On Tuesday 2009-03-17 14:28, Jan Engelhardt wrote:
>On Tuesday 2009-03-17 14:11, Krzysztof Oledzki wrote:
>> On Tue, 17 Mar 2009, Holger Eitzenberger wrote:
>>> On Mon, Mar 16, 2009 at 05:56:52PM +0100, Patrick McHardy wrote:
>>>
>>>> Currently the default is set based on the old config option.
>>>> When unset, no acct-extend is allocated for *new* conntracks.
>>>> The old ones that do have an acct-extend are still displayed.
>>>
>>> I think the current implementation is unfortunate, because the
>>> connbytes match auto-selects CONFIG_NF_CT_ACCT, and you end up having
>>> the message always and can't get rid of it other than patching
>>> it out.
>>
>> This is not exactly true.
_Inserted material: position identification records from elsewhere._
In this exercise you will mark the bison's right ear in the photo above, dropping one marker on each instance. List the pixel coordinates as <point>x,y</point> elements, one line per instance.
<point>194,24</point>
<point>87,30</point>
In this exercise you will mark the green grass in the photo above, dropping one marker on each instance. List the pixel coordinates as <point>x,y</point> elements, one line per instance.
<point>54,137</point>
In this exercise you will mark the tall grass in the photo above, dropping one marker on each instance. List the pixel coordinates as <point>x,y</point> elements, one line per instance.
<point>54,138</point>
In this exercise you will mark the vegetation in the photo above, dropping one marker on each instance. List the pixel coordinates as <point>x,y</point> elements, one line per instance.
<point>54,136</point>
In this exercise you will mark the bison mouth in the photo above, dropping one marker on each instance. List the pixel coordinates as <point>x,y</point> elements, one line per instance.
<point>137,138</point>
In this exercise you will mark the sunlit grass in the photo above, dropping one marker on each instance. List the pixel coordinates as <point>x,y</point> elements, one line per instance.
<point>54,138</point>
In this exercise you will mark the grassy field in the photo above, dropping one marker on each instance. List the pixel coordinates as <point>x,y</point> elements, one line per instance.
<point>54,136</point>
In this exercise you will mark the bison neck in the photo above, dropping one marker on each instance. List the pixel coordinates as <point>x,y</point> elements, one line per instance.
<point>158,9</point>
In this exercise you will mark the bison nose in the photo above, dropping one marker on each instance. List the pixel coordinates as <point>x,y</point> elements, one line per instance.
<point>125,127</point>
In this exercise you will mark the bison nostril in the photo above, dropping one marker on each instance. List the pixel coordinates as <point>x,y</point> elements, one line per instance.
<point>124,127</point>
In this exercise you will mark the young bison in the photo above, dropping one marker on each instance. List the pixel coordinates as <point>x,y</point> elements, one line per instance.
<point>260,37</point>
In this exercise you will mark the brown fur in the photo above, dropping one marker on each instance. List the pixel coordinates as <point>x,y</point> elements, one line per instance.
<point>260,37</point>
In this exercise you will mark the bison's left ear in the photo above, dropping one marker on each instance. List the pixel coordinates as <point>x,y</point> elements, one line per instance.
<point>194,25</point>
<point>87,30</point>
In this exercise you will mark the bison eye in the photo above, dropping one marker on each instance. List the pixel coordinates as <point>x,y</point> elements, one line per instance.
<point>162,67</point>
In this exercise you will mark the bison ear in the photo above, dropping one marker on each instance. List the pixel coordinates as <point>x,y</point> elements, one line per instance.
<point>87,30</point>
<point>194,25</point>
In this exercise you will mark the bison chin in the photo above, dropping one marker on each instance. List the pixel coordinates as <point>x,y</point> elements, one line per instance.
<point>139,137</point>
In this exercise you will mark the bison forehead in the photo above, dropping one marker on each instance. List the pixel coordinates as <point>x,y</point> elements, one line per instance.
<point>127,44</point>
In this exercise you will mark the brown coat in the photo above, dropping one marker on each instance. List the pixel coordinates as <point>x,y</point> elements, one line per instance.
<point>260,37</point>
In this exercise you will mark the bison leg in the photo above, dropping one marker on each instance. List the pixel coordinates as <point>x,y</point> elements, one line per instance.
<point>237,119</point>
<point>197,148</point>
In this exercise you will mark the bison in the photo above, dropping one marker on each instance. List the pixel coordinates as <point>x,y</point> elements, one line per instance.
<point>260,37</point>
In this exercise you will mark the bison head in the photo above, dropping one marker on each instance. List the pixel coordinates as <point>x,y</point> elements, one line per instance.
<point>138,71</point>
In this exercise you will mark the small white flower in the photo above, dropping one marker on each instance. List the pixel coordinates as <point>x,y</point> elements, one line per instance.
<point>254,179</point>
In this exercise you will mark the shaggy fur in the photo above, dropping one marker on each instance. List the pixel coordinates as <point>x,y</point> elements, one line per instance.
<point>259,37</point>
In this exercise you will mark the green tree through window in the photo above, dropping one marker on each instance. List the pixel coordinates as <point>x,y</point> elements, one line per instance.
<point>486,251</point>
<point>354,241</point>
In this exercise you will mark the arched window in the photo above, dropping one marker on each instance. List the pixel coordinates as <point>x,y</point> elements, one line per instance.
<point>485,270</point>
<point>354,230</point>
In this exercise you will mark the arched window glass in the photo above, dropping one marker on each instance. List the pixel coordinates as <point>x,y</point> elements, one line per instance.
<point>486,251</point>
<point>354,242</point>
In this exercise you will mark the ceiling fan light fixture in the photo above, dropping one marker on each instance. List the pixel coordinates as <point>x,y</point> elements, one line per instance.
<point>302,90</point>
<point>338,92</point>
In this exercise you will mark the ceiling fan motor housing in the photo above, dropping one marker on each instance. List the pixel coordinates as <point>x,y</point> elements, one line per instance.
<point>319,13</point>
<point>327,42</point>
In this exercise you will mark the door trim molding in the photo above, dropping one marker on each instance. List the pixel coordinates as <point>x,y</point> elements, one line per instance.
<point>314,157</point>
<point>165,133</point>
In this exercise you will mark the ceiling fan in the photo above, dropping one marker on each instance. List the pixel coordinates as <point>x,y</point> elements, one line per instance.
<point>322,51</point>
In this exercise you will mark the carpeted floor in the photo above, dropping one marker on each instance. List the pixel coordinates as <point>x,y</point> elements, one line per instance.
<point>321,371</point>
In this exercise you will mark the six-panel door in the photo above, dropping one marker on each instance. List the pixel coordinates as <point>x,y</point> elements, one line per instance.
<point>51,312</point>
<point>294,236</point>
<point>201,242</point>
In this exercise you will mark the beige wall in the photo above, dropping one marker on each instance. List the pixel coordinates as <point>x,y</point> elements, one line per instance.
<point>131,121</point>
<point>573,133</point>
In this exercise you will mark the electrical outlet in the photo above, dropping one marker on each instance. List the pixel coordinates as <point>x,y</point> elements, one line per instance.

CONFIG_NF_CT_ACCT only selects the default value, you
>> are still able to disable it with sysctl.
>
>The implication is that xt_connbytes will not do the right thing
>anymore as soon as user accounting is turned off, either by flipping
>the sysctl value or deactivating the kconfig option. That is not
>good.
>
xt_conntrack for example has a nicer effect: once you add a rule that
contains it, it will load nf_conntrack_ipv{4,6}, which in turn causes
Netfilter to start tracking in the first place.
So along the lines, xt_connbytes could pin a module (or perhaps
something more light-weight) to ultimately signify
"forced-activation"/"deactivation-impossible", much like you cannot
remove nf_conntrack while an xt_conntrack-using rule is in place.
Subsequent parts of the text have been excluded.